Let me also confess candidly that I enjoy preparing for these, as each subject gives me an opportunity to connect the dots, reflect on whatever I have read on this issue in the recent past, looking up the contemporary writings and discussions on the subject. The very eclectic range of books, journals and online resources at the Academy Library is a great advantage for whatever is legally accessible is now quite easy to access. However, the challenge is to find information that is relevant and contextualizing it.
Last week, our library downloaded over sixty Presidential addresses delivered on the occasion of the Indian Science Congress, usually in the presence of the Prime Minister. Others are not readily available but we have established contact with the National Library and the Indian National Science Association office in Kolkata to place them all in one e-folder.
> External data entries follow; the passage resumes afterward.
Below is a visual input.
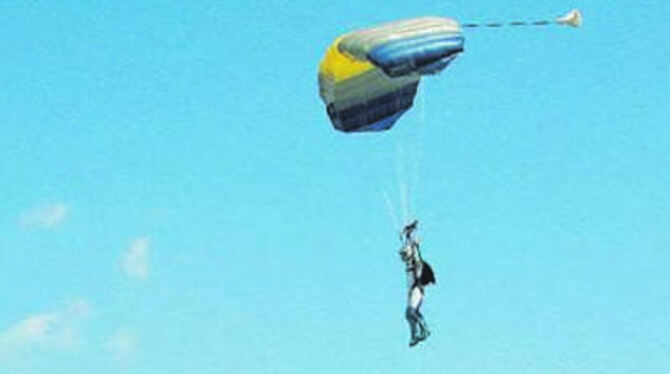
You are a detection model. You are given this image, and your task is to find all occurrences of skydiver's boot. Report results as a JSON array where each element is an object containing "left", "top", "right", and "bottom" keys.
[
  {"left": 405, "top": 307, "right": 421, "bottom": 347},
  {"left": 416, "top": 309, "right": 430, "bottom": 341}
]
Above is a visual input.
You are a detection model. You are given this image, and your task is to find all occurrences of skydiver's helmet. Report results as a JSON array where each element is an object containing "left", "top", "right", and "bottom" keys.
[
  {"left": 401, "top": 220, "right": 419, "bottom": 240},
  {"left": 398, "top": 241, "right": 419, "bottom": 263}
]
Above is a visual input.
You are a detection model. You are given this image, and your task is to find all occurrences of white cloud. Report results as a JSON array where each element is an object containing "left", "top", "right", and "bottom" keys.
[
  {"left": 122, "top": 238, "right": 151, "bottom": 279},
  {"left": 0, "top": 300, "right": 90, "bottom": 356},
  {"left": 105, "top": 328, "right": 137, "bottom": 364},
  {"left": 19, "top": 203, "right": 69, "bottom": 228}
]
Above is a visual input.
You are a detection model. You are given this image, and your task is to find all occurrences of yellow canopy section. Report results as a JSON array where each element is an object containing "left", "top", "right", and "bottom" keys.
[{"left": 319, "top": 37, "right": 377, "bottom": 83}]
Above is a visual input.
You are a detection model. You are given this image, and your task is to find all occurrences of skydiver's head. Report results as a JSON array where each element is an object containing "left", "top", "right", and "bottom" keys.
[
  {"left": 398, "top": 243, "right": 419, "bottom": 263},
  {"left": 402, "top": 220, "right": 419, "bottom": 238}
]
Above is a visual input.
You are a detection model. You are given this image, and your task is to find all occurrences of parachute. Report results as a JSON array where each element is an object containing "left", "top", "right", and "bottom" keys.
[
  {"left": 318, "top": 17, "right": 464, "bottom": 132},
  {"left": 318, "top": 9, "right": 582, "bottom": 132}
]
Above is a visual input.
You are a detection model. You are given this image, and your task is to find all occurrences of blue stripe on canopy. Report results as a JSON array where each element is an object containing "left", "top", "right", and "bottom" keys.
[{"left": 368, "top": 33, "right": 464, "bottom": 77}]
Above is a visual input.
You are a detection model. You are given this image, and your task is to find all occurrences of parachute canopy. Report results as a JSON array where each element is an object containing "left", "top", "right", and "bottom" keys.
[{"left": 319, "top": 17, "right": 464, "bottom": 132}]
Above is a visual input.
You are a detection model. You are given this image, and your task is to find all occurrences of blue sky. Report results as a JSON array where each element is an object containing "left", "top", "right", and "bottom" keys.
[{"left": 0, "top": 0, "right": 670, "bottom": 374}]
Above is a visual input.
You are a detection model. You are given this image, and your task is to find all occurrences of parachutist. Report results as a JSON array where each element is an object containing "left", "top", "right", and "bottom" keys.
[{"left": 399, "top": 220, "right": 435, "bottom": 347}]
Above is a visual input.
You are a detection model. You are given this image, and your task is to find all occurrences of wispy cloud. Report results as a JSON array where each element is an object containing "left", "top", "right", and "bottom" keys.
[
  {"left": 19, "top": 203, "right": 69, "bottom": 228},
  {"left": 0, "top": 300, "right": 91, "bottom": 356},
  {"left": 121, "top": 238, "right": 151, "bottom": 279},
  {"left": 105, "top": 328, "right": 137, "bottom": 364}
]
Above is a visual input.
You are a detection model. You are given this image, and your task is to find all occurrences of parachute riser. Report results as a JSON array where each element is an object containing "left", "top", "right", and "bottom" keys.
[{"left": 461, "top": 9, "right": 582, "bottom": 29}]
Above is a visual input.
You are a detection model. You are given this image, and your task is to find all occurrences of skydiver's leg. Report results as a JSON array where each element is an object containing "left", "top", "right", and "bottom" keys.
[
  {"left": 416, "top": 309, "right": 430, "bottom": 340},
  {"left": 410, "top": 287, "right": 430, "bottom": 340},
  {"left": 405, "top": 287, "right": 424, "bottom": 347}
]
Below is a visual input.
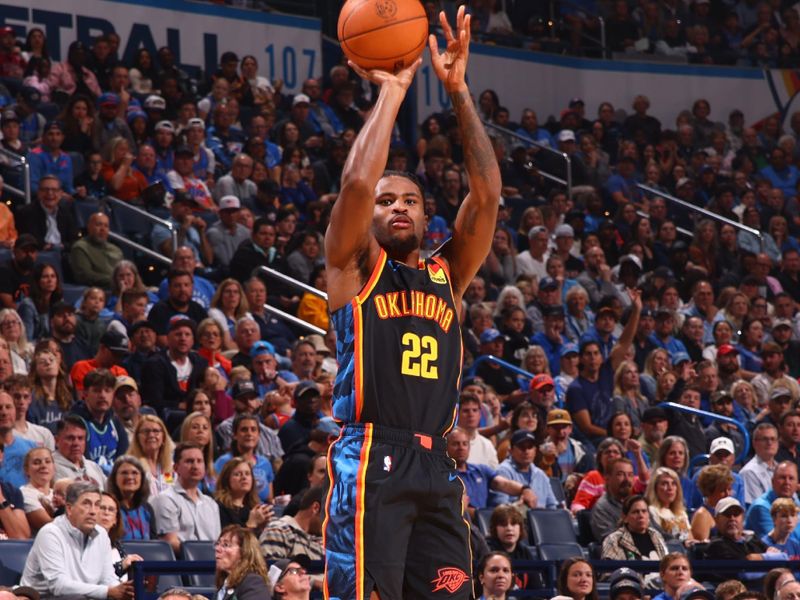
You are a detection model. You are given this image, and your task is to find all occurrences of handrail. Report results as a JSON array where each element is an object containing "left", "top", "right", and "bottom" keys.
[
  {"left": 108, "top": 231, "right": 172, "bottom": 265},
  {"left": 264, "top": 304, "right": 328, "bottom": 336},
  {"left": 636, "top": 183, "right": 764, "bottom": 251},
  {"left": 658, "top": 402, "right": 750, "bottom": 463},
  {"left": 0, "top": 148, "right": 31, "bottom": 204},
  {"left": 481, "top": 119, "right": 572, "bottom": 198},
  {"left": 260, "top": 266, "right": 328, "bottom": 301},
  {"left": 103, "top": 196, "right": 178, "bottom": 254}
]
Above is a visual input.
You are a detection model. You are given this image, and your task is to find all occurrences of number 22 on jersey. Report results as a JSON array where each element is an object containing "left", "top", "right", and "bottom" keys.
[{"left": 400, "top": 332, "right": 439, "bottom": 379}]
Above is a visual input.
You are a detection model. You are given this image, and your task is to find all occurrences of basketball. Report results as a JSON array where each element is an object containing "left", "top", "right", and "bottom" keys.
[{"left": 337, "top": 0, "right": 428, "bottom": 73}]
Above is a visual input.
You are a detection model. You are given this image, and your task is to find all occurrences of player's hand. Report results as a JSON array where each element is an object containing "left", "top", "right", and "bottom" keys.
[
  {"left": 428, "top": 4, "right": 470, "bottom": 94},
  {"left": 347, "top": 58, "right": 422, "bottom": 90}
]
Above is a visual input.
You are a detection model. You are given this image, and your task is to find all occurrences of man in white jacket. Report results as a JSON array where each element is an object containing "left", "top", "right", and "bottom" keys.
[{"left": 21, "top": 481, "right": 133, "bottom": 600}]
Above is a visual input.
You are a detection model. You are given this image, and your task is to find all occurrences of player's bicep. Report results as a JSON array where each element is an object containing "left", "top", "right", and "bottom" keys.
[
  {"left": 442, "top": 194, "right": 497, "bottom": 298},
  {"left": 325, "top": 181, "right": 375, "bottom": 269}
]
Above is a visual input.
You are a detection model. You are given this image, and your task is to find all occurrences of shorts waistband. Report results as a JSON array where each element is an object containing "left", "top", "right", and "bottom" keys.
[{"left": 342, "top": 423, "right": 447, "bottom": 454}]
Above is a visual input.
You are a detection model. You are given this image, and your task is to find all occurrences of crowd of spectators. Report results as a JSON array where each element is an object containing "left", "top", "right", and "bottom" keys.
[{"left": 0, "top": 1, "right": 800, "bottom": 600}]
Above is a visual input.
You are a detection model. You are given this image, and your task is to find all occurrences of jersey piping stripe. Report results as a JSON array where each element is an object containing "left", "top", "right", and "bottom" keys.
[
  {"left": 354, "top": 248, "right": 386, "bottom": 304},
  {"left": 322, "top": 427, "right": 344, "bottom": 600},
  {"left": 353, "top": 301, "right": 364, "bottom": 422},
  {"left": 355, "top": 423, "right": 372, "bottom": 600}
]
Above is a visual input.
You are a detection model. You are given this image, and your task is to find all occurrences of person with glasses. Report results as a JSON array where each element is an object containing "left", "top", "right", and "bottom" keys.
[
  {"left": 269, "top": 554, "right": 311, "bottom": 600},
  {"left": 214, "top": 525, "right": 270, "bottom": 600},
  {"left": 739, "top": 423, "right": 778, "bottom": 505}
]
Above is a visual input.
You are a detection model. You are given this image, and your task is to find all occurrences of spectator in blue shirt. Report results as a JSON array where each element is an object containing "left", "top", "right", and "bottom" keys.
[
  {"left": 494, "top": 429, "right": 558, "bottom": 508},
  {"left": 447, "top": 427, "right": 537, "bottom": 511}
]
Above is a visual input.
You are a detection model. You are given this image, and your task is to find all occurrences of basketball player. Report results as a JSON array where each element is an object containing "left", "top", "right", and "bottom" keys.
[{"left": 324, "top": 6, "right": 500, "bottom": 600}]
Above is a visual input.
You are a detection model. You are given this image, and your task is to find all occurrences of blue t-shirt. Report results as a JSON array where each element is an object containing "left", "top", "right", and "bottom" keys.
[{"left": 214, "top": 452, "right": 275, "bottom": 502}]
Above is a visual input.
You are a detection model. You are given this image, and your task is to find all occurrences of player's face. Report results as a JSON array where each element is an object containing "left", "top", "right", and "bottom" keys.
[{"left": 372, "top": 176, "right": 425, "bottom": 255}]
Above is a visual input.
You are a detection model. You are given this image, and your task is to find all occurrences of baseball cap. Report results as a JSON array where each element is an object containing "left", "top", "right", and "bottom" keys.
[
  {"left": 708, "top": 437, "right": 734, "bottom": 454},
  {"left": 167, "top": 313, "right": 197, "bottom": 333},
  {"left": 292, "top": 94, "right": 311, "bottom": 106},
  {"left": 511, "top": 429, "right": 536, "bottom": 446},
  {"left": 556, "top": 223, "right": 575, "bottom": 238},
  {"left": 714, "top": 496, "right": 744, "bottom": 515},
  {"left": 97, "top": 92, "right": 119, "bottom": 106},
  {"left": 547, "top": 408, "right": 572, "bottom": 425},
  {"left": 642, "top": 406, "right": 667, "bottom": 423},
  {"left": 231, "top": 379, "right": 258, "bottom": 400},
  {"left": 539, "top": 277, "right": 558, "bottom": 290},
  {"left": 672, "top": 352, "right": 692, "bottom": 367},
  {"left": 114, "top": 375, "right": 139, "bottom": 394},
  {"left": 155, "top": 120, "right": 175, "bottom": 133},
  {"left": 50, "top": 300, "right": 75, "bottom": 319},
  {"left": 294, "top": 379, "right": 320, "bottom": 400},
  {"left": 100, "top": 329, "right": 130, "bottom": 354},
  {"left": 219, "top": 195, "right": 242, "bottom": 210},
  {"left": 559, "top": 344, "right": 578, "bottom": 358},
  {"left": 480, "top": 328, "right": 505, "bottom": 344},
  {"left": 267, "top": 554, "right": 311, "bottom": 587},
  {"left": 558, "top": 129, "right": 575, "bottom": 142},
  {"left": 250, "top": 340, "right": 275, "bottom": 358},
  {"left": 144, "top": 94, "right": 167, "bottom": 110},
  {"left": 14, "top": 233, "right": 39, "bottom": 250},
  {"left": 529, "top": 373, "right": 555, "bottom": 390}
]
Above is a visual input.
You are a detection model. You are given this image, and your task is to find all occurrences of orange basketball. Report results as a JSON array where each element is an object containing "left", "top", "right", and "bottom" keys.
[{"left": 338, "top": 0, "right": 428, "bottom": 73}]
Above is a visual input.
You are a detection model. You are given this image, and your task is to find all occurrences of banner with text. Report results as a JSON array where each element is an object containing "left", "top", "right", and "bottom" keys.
[{"left": 0, "top": 0, "right": 322, "bottom": 91}]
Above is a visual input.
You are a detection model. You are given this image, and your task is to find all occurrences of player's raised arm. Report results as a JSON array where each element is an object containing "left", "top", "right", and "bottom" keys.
[
  {"left": 325, "top": 60, "right": 422, "bottom": 298},
  {"left": 430, "top": 6, "right": 500, "bottom": 298}
]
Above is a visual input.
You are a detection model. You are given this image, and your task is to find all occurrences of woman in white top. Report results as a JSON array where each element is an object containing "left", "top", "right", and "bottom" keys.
[{"left": 19, "top": 448, "right": 58, "bottom": 535}]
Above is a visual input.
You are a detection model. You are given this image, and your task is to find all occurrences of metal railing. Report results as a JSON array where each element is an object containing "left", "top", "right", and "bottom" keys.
[
  {"left": 658, "top": 402, "right": 750, "bottom": 464},
  {"left": 108, "top": 231, "right": 172, "bottom": 266},
  {"left": 101, "top": 196, "right": 178, "bottom": 254},
  {"left": 482, "top": 121, "right": 572, "bottom": 198},
  {"left": 636, "top": 183, "right": 764, "bottom": 252},
  {"left": 0, "top": 148, "right": 31, "bottom": 204}
]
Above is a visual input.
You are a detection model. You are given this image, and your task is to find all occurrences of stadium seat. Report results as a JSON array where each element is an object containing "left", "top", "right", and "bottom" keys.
[
  {"left": 122, "top": 540, "right": 183, "bottom": 592},
  {"left": 528, "top": 508, "right": 578, "bottom": 546},
  {"left": 183, "top": 541, "right": 216, "bottom": 588},
  {"left": 538, "top": 543, "right": 584, "bottom": 560},
  {"left": 0, "top": 540, "right": 33, "bottom": 586}
]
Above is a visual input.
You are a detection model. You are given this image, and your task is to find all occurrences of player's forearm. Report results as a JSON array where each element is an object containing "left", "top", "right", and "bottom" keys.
[
  {"left": 342, "top": 83, "right": 406, "bottom": 190},
  {"left": 450, "top": 88, "right": 501, "bottom": 204}
]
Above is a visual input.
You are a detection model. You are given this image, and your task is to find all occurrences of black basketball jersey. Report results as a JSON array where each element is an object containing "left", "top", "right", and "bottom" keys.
[{"left": 332, "top": 250, "right": 463, "bottom": 436}]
What struck me is that the theme of each year's address reflects the dominant concern of the times, as well as the personality of the speaker. In themselves, themes have varied, from explorations in the world of space to health systems, excellence in science education, etc., but most of the session Presidents have addressed issues relating to agriculture, food systems, nutrition and of course, rural development. The one thing that stands out in most of the addresses is the frequent reference to quotations from the Upanishads, Vedas, Geeta and Tirrukal (if the conference is being held in the South). There is also a reference to the great achievements in sciences, arts, languages and philosophies at different times of our history. Others who are quoted very often are Albert Einstein and Bertrand Russel.
Let me dwell on some of these addresses. Addressing the 47th session of the Indian Science Congress in Bombay in 1960, Professor Parija chose to speak on the 'Impact of society on science' in his Presidential address: the implication being that whether we like it or not, political economy drives the way governments set their priorities and that a society cannot produce science in isolation. He drew our attention to the fact that while the potential of science is never in doubt, the decisions on where and how it is deployed makes all the difference.
In 1961, the Presidential address of Dr RN Dhar was on the nitrogen problem and it reflects how the Green Revolution technologies were moving into the country to address issues of agricultural production and productivity. The next session was held in Cuttack and Dr B Mukerji spoke about the 'Impact of life sciences on Man', but started by offering his tribute to Emperor Ashoka and the living tradition of Atharva Veda in Kalinga. A few years later, Professor Kothari spoke on 'Science and the Universities' and cautioned against the 'arrogance of knowledge' and suggested that a little humility and uncertainty would help science and scientists.
The next seminal address was given by then Education Minister, Hamayun Kabir, who did not have a degree in science but was a member of the committee which drafted the Preamble to the Constitution. He is also known to have steered the UDHR in 1948. In his address, 'Science and the State in India', he made two crucial points. The first was that the universities and research institutions did not speak to each other and the best of our scientists were migrating to the US and Europe, where the ecosystem was perhaps better. This calls for serious reflection, even in these days!
In the Diamond Jubilee year of the Association in 1973, the presidential address was on 'Sixty years of Science and Technology' and Dr Bhagvantam drew attention to work done by the various surveys – the Botanical Survey, the Zoological Survey, the Geological Survey, the Anthropological Survey. These were the first 'knowledge organisations' of India and collected all the data and base materials on which the universities could then build on. He also cautioned against following the US or the USSR model blindly. He asserted that "Our resources and traditions are different. Perhaps we can afford to be a little more Indian in identifying the solutions to our problems using the resources we have at hand."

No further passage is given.